A reduction in U.S. troops taking part in a joint exercise with South Korean forces this year simply reflects a need for fewer personnel and is not because of tensions with North Korea, Defense Secretary Jim Mattis said on Sunday.

About 17,500 U.S. service members are participating in the exercise this month, down from 25,000 last year, according to the Pentagon.

With tensions high on the Korean peninsula, China – Pyongyang’s main ally and trading partner – has urged the United States and South Korea to scrap the drills, as has Russia.

Called Ulchi Freedom Guardian, the joint drills will take place from Aug. 21 to Aug. 31 and involve computer simulations designed to prepare for the unthinkable: war with nuclear-capable North Korea.
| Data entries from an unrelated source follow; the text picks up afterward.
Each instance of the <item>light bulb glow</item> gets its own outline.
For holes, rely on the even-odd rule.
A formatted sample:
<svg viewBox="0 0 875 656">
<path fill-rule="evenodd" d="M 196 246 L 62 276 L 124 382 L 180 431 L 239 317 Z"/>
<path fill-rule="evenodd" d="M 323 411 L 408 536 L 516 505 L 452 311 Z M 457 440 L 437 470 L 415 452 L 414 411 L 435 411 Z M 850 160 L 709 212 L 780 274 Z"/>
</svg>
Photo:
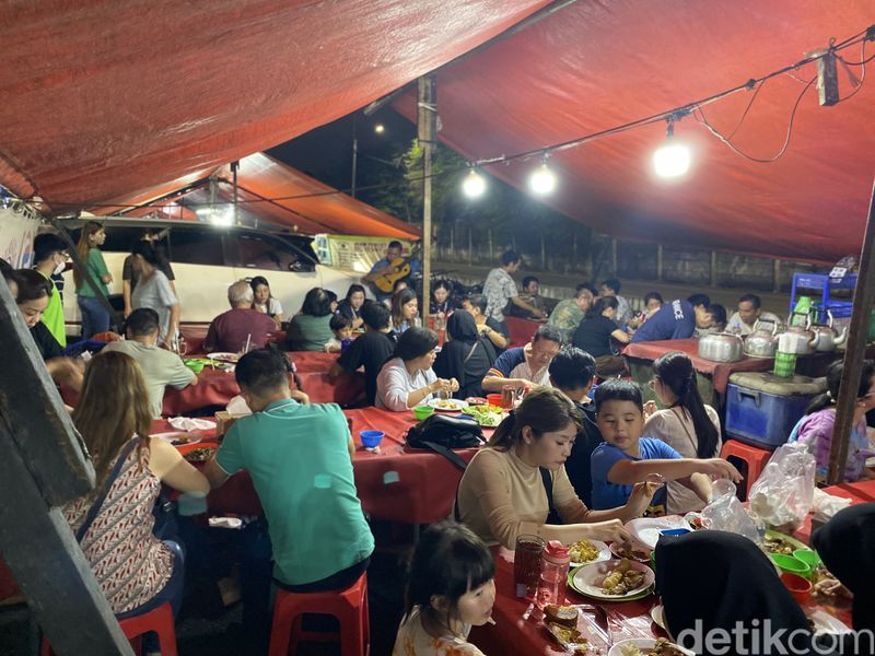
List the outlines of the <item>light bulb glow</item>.
<svg viewBox="0 0 875 656">
<path fill-rule="evenodd" d="M 462 183 L 462 190 L 468 198 L 480 198 L 486 192 L 486 179 L 471 168 Z"/>
<path fill-rule="evenodd" d="M 679 177 L 690 169 L 691 161 L 689 147 L 669 139 L 653 153 L 653 169 L 660 177 Z"/>
<path fill-rule="evenodd" d="M 528 188 L 533 194 L 547 196 L 556 189 L 556 174 L 546 163 L 538 166 L 528 178 Z"/>
</svg>

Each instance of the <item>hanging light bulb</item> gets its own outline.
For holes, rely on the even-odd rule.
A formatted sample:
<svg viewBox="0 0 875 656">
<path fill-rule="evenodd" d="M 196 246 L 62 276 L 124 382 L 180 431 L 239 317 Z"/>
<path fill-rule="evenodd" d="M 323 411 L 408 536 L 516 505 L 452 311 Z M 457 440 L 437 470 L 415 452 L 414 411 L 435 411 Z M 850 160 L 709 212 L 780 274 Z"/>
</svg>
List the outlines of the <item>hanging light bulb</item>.
<svg viewBox="0 0 875 656">
<path fill-rule="evenodd" d="M 538 166 L 528 178 L 528 188 L 537 196 L 547 196 L 556 189 L 556 174 L 547 166 L 547 154 L 545 153 L 540 166 Z"/>
<path fill-rule="evenodd" d="M 476 168 L 469 169 L 462 183 L 462 191 L 468 198 L 480 198 L 486 192 L 486 178 Z"/>
<path fill-rule="evenodd" d="M 690 169 L 692 154 L 688 145 L 674 140 L 675 118 L 669 116 L 665 143 L 653 153 L 653 169 L 664 178 L 679 177 Z"/>
</svg>

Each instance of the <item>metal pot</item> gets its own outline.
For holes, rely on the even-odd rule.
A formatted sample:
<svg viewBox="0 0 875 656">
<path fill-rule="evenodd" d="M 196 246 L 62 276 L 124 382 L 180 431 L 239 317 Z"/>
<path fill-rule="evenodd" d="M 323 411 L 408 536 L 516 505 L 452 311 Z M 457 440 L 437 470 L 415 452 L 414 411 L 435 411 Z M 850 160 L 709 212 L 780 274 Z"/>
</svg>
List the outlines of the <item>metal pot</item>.
<svg viewBox="0 0 875 656">
<path fill-rule="evenodd" d="M 772 325 L 769 330 L 767 324 Z M 774 358 L 778 350 L 778 323 L 757 320 L 754 331 L 745 338 L 745 355 L 751 358 Z"/>
<path fill-rule="evenodd" d="M 713 362 L 738 362 L 744 341 L 737 335 L 715 332 L 699 340 L 699 356 Z"/>
</svg>

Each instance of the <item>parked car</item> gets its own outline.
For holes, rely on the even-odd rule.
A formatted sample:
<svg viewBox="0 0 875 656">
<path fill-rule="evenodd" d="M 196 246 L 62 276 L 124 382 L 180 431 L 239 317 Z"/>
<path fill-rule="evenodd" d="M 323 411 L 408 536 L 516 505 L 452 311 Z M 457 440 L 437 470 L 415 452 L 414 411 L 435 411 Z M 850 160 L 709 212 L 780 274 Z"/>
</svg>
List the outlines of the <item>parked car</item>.
<svg viewBox="0 0 875 656">
<path fill-rule="evenodd" d="M 110 301 L 121 302 L 121 269 L 133 244 L 147 229 L 166 229 L 159 243 L 173 266 L 176 293 L 183 307 L 183 324 L 206 324 L 229 308 L 231 283 L 264 276 L 270 292 L 282 304 L 287 319 L 301 309 L 304 295 L 314 286 L 331 290 L 343 297 L 353 282 L 361 283 L 354 271 L 320 265 L 311 247 L 311 237 L 280 229 L 217 227 L 207 223 L 150 219 L 97 219 L 106 229 L 102 250 L 113 274 Z M 65 220 L 62 224 L 75 241 L 84 220 Z M 65 273 L 63 311 L 68 325 L 79 331 L 79 307 L 72 271 Z"/>
</svg>

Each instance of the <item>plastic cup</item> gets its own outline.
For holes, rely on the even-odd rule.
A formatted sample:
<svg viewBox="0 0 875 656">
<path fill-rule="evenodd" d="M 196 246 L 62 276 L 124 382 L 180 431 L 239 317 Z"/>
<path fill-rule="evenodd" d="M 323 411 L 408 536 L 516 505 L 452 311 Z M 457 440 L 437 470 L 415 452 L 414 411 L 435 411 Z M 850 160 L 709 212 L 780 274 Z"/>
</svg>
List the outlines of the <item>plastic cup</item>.
<svg viewBox="0 0 875 656">
<path fill-rule="evenodd" d="M 546 542 L 538 536 L 516 537 L 513 557 L 513 583 L 517 597 L 534 599 L 540 582 L 540 566 Z"/>
</svg>

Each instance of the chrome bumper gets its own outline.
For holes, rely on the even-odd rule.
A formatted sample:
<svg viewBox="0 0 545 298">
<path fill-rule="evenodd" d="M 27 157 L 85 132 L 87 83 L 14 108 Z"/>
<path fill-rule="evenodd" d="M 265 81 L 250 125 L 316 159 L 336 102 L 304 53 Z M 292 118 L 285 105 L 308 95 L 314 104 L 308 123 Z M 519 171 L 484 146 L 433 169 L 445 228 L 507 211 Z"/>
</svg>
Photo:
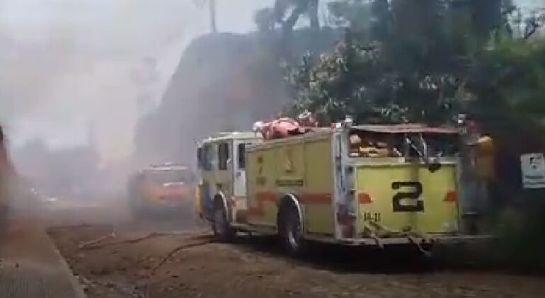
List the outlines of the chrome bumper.
<svg viewBox="0 0 545 298">
<path fill-rule="evenodd" d="M 394 246 L 404 244 L 464 244 L 493 240 L 494 237 L 491 235 L 430 235 L 428 237 L 391 237 L 391 238 L 322 238 L 322 237 L 306 237 L 309 240 L 319 241 L 321 242 L 330 242 L 348 246 Z"/>
</svg>

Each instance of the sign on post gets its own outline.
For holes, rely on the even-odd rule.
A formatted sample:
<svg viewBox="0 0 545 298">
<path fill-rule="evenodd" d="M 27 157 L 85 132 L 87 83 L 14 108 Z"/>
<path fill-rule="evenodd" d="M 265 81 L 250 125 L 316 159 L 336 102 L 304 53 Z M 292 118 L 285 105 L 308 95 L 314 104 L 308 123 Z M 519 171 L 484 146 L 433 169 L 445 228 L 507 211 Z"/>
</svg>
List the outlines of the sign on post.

Mattis told reporters while traveling to Jordan that the exercise had been planned months in advance and the focus this year was on integration operations.

“The numbers are by design to achieve the exercise objectives and you always pick what you want to emphasize,” he said.

“Right now there is a heavy emphasis on command post operations, so the integration of all the different efforts,” Mattis said.

North Korea’s rapid progress in developing nuclear weapons and missiles capable of reaching the U.S. mainland has fueled a surge in tension.

President Donald Trump has warned that North Korea will face “fire and fury” if it threatens the United States. The North responded by threatening to fire missiles towards the U.S. Pacific island territory of Guam.

Pyongyang later said it was holding off firing towards Guam while it waited to see what the United States would do next.